I applaud her generosity for paying for the consultant and for her hard work. But this dedication also shows her adherence to a very specific political agenda. As UCC chair she avoided the wild & scenic issue. Perhaps afraid that the members would vote contrary to her liking, no wild & scenic petitions, pro or con, were circulated at UCC. But at the same time she inhibited support for the gravity supply line and favored the Fire Safe Council which refused to support the GSL.

She disallowed circulating a petition against the illegal fire tax because the petition heading denoted a political organization not to her liking. She also stonewalled UCC members’ requests to distribute materials objecting to the fire tax. Later she hemmed and hawed about informing fixed income seniors of their rights when their fire tax bills became due. Her website states: “While the state fire fee makes its way through the courts, push the state to spend the fees that have been collected in Amador County IN Amador County’.” She appears ignorant that the money has already been appropriated elsewhere or could be returned by court order.
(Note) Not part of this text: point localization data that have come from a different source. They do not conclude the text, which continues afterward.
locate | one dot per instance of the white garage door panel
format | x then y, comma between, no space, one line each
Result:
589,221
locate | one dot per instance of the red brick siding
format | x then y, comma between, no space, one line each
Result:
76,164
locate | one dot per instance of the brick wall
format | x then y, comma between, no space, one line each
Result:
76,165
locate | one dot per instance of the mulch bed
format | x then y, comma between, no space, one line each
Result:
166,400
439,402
A firmer leader would oppose an illegal tax and realize that it is just the power of urban areas in the legislature, not in Upcountry’s interest and is a horrid precedent as well. Where is the LA earthquake tax, etc?

While it is common knowledge that Lynn Morgan supports impounded water discharges in drought years for white water rafter thrills and supports the wild & scenic designation for parts of the Mokelumne River, her website vaguely states: “Support continued recreation and increased tourism on the Mokelumne River.” But this statement could even mean the recreation and tourism opportunities of a new dam and lake. She also says: “Protect the county’s water rights and water resources for use by county residents.” What about future residents and businesses? Are we really clear on her position on wild & scenic position now? Other similar statements from her website are: “Direct economic development to town centers including...More retail services” and “Through the general plan update, focus development in towns and existing communities where infrastructure, services, and jobs are available.” This could sound like she supports the Dollar General store in Pine Grove, but we all know she does not.
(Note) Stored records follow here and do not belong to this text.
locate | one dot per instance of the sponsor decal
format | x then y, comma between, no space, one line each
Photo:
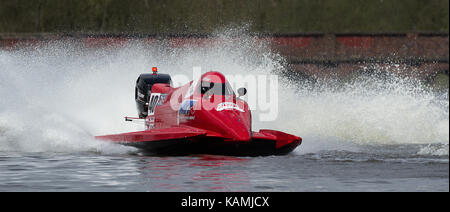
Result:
186,106
228,106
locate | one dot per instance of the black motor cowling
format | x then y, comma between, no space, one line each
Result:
144,85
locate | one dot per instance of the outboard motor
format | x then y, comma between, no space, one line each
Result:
143,88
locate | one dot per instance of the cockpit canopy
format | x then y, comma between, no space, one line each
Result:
214,83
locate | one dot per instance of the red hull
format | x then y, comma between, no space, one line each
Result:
190,141
202,117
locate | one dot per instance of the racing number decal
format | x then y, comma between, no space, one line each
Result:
154,99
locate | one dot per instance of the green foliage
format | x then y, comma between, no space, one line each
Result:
205,16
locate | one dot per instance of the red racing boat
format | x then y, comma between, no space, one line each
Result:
204,116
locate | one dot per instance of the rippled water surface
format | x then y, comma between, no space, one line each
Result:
372,170
379,132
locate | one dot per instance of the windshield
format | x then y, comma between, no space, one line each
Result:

Her website continues with: “Creating more opportunities for diverse citizen participation in the democratic process by valuing all opinions and points of view.” Anyone can speak at the general comment period before the Board of Supervisors, as I and many others have. There have been screaming matches and harsh words instigated by various vociferous individuals. In other jurisdictions, such behavior has led to arrest. But the Supervisors have always let everyone speak. Ms. Morgan’s words sound nice, but there is no problem to begin with.This is typical of most of her website statements.

Lynn Morgan’s glib positions are like one size fits all clothing which means it tries to fit everyone but in reality fits no one. While she says that she belongs to no “contingent” her belief system is clear. She is a member of the Foothill Conservancy that has a very specific agenda. Her record shows that she is more than willing to bend the rules for her beliefs. Is this what people really want?
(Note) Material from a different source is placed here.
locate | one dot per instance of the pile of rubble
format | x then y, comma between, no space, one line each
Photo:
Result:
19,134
I’m asking the undecided voters to ask Lynn Morgan for specific positions and hard answers to the nice, but essentially meaningless pronouncements on her website. Where does the money for the things she wants come from? What are the most pressing priorities for our county? Is turning Buckhorn into a smart growth, high density community that may replicate the European villages our ancestors chose to leave behind one of them?

It’s easy to see, for a newcomer or an outsider to political process, the present Board of Supervisors as “entrenched”. It’s easy to conclude that a fresh new face could be productive. But that is a superficial look. You undecided voters must dig deeper. Lynn Morgan represents an agenda against your self interest and that of our county. Our future depends on your decision.